Wearing provocation in a manner evocative of NWA (name) and KMD (mascot), Angry Blackmen (members Quentin Branch and Brian Warren) operate in counter-culture subterrania, generating an electrified tangle of sounds unpolished enough to alienate so-called appreciators or sophisticates. “Underground kings,” Branch states in “FUCKOFF,” “We the rap version Iggy Pop.” As assessments go, that’s as accurate and self-aware as it gets: Branch and Warren’s music conveys an embrace of hardcore’s musical economy and sonic hostility within the hip-hop device, their directed rage (“GRIND”) and vulnerability (“Suicidal Tendencies”) set to beats both coarse and appropriately unsettling.
The Legend of ABM, whose title and apocalyptic packaging was inspired by Richard Matheson’s I Am Legend, begins with the urgent “Stanley Kubrick,” a track that firmly establishes the group’s M.O. over crackle and siren.
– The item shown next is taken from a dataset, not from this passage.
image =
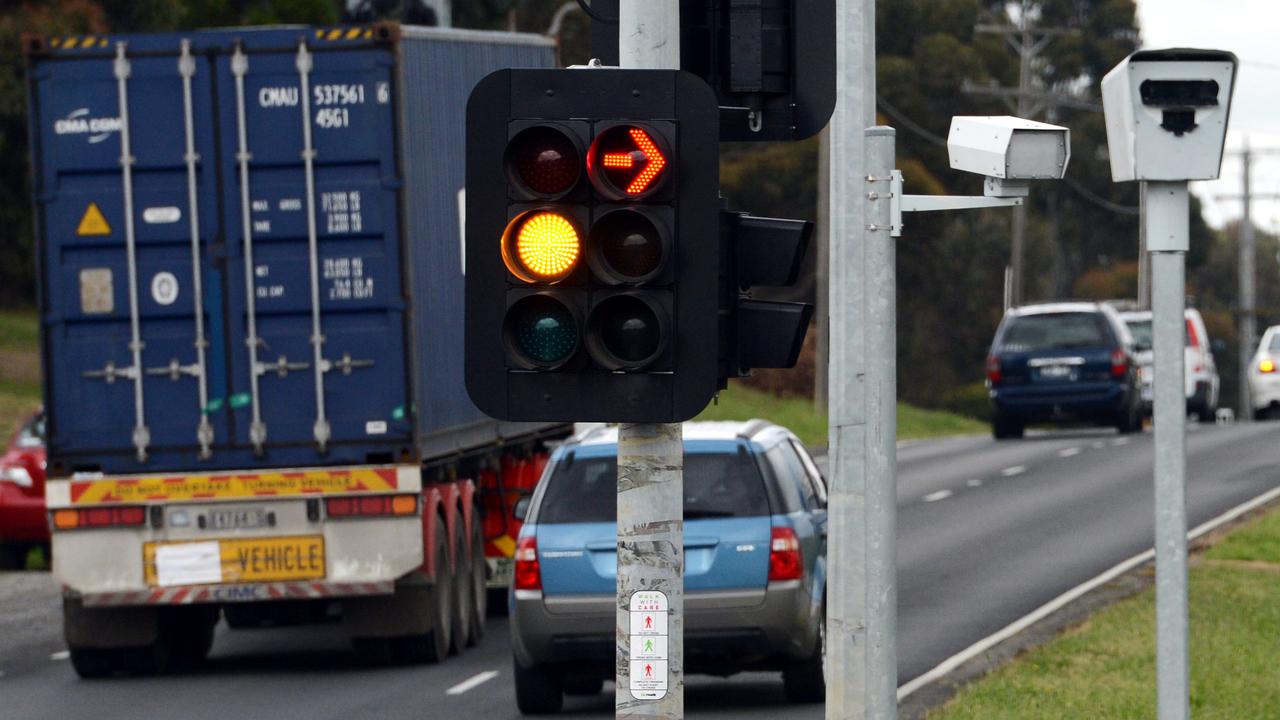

Following the hyperventilating fuzz and clangor of “FNA,” the title track has Branch and Warren challenging the minimalism of the instrumental, quick stanzas blasted overtop a crawling series of bass pulses and an echoing and isolated snare overtop an undulating field of noise.
And then “GRIND” is a critic critique, plainly delving into the work put into their craft and noting the diminishing returns: “Working 9-5 / On the grind just to stay alive / Money on my mind / When i rhyme just to get a dime.” Following the directness of “GRIND” in terms of airing the artists’ frustrations, “Suicidal Tendencies” is a two-act catharsis. Featuring Branch rhyming solo, the conveyance of determination via both words and sound, “Suicidal Tendencies” begins as an acknowledgment of overcoming adversity but shifts into a slowed and slurred instrumental as he begins to touch on depression and setbacks. He speaks the line, “Might pull a Kurt Cobain / Join the 27 club.”
While realities and honesty present a bleak outlook for a significant bulk of The Legend Of ABM, I was immediately struck by the last lines of the intense “Dead Men Tell No Lies” (featuring Fatboi Sharif) when Warren raps, “All the voices in your head that been chasin’ you / I believe in the youth; I got faith in you / Put some order in the world for a greater view.”
I recommend picking this one up soon if you’re interested. It looks like copies are still available from Deathbomb Arc, or you can pickup a download from Bandcamp.
Also check out the EPs Talkshit!, Headshots! and Reality! A 12” compilation of Headshots! and Reality! was issued, but is no longer available from Deathbomb Arc.